Results: Insertion of the I-gelTM was possible in 18 children in first attempt (90%) and in 1 children in second attempt (5%). In the LMA-STM group, first attempt in 12 patients (60%) and second attempt in 2 patients (10%). Time of insertion was significantly shorter in the I-GelTM group (median: 10 vs. 12 sec; range: 8-12 vs. 10-30 sec; P=0,002). Failure rate: I-GelTM 1/20 vs. LMASTM 6/20 (5/10 size 1 and 1/10 size 2). Ventilation variables revealed sufficient ventilation and oxygenation with either device. Paw (I-GelTM, 15±4 cm H2O; LMA-STM, 15±3 cm H2O) and ALP (I-GelTM 26±5 cm H2O; LMA-STM 23±5 cm H2O) were comparable. Gastric inflation occurred in 2 children in LMA-STM group and in 1 child in I-gelTM group. Gastric tube insertion was achieved in all cases. Fiberoptic scores of the position of the devices were comparable in both groups.

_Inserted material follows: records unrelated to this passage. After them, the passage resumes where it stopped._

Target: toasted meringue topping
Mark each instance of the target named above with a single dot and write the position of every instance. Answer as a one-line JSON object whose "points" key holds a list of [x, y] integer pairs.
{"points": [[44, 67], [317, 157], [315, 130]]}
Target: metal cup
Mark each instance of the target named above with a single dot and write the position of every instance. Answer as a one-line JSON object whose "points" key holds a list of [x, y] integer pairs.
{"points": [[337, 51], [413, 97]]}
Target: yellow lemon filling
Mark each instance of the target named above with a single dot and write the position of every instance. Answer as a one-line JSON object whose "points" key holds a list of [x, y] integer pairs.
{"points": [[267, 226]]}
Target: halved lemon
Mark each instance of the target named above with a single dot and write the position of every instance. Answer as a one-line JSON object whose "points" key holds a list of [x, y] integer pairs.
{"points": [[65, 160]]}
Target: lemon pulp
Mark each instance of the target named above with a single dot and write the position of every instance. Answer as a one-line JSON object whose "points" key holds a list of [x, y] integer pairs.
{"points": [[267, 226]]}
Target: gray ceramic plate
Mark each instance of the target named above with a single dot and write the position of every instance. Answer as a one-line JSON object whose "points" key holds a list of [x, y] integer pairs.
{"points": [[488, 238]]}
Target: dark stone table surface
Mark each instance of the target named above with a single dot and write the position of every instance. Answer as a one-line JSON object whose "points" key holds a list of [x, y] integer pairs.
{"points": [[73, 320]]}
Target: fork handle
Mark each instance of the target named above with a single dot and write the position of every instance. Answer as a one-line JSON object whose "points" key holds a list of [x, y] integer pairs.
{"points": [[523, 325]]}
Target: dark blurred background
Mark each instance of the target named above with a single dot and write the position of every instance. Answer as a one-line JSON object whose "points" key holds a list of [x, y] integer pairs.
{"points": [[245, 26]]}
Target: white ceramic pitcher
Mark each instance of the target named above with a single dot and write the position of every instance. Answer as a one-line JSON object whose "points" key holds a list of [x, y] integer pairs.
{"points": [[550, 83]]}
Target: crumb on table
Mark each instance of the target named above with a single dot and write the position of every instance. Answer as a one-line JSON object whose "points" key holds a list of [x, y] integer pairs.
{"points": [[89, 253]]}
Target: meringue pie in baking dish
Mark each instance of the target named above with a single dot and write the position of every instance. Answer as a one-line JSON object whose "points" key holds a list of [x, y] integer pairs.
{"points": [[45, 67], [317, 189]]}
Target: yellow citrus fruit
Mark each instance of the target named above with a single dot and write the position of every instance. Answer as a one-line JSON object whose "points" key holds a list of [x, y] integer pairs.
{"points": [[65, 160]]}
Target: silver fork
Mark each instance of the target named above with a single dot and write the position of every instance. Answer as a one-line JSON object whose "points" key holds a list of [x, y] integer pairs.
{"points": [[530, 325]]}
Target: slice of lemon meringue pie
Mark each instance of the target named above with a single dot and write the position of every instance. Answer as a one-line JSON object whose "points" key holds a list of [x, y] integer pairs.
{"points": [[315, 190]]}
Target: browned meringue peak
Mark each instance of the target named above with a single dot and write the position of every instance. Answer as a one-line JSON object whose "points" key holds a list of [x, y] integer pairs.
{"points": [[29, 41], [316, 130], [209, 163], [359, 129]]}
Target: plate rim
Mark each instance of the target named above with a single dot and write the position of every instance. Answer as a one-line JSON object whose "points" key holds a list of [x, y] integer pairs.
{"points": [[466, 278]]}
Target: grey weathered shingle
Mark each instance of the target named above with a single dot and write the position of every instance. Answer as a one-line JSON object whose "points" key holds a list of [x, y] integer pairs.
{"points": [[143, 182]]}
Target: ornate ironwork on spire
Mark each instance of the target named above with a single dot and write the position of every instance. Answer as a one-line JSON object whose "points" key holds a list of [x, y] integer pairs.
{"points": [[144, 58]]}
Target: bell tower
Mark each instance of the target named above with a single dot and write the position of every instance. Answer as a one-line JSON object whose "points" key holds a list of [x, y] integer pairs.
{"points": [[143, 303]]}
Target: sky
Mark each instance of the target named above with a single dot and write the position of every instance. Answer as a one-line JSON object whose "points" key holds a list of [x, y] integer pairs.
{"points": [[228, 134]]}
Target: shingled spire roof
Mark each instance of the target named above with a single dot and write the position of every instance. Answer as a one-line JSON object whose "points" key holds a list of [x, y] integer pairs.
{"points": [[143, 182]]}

Conclusion(s): Both devices appeared to be simple and save alternatives to secure the airway. Use of the nasogastric tube should be recommended because aspiration is possible although the ALP is adaequate. Significantly shorter insertions time and ease of insertion suggest that the I-gelTM may be the first choice for small children under 5 kg.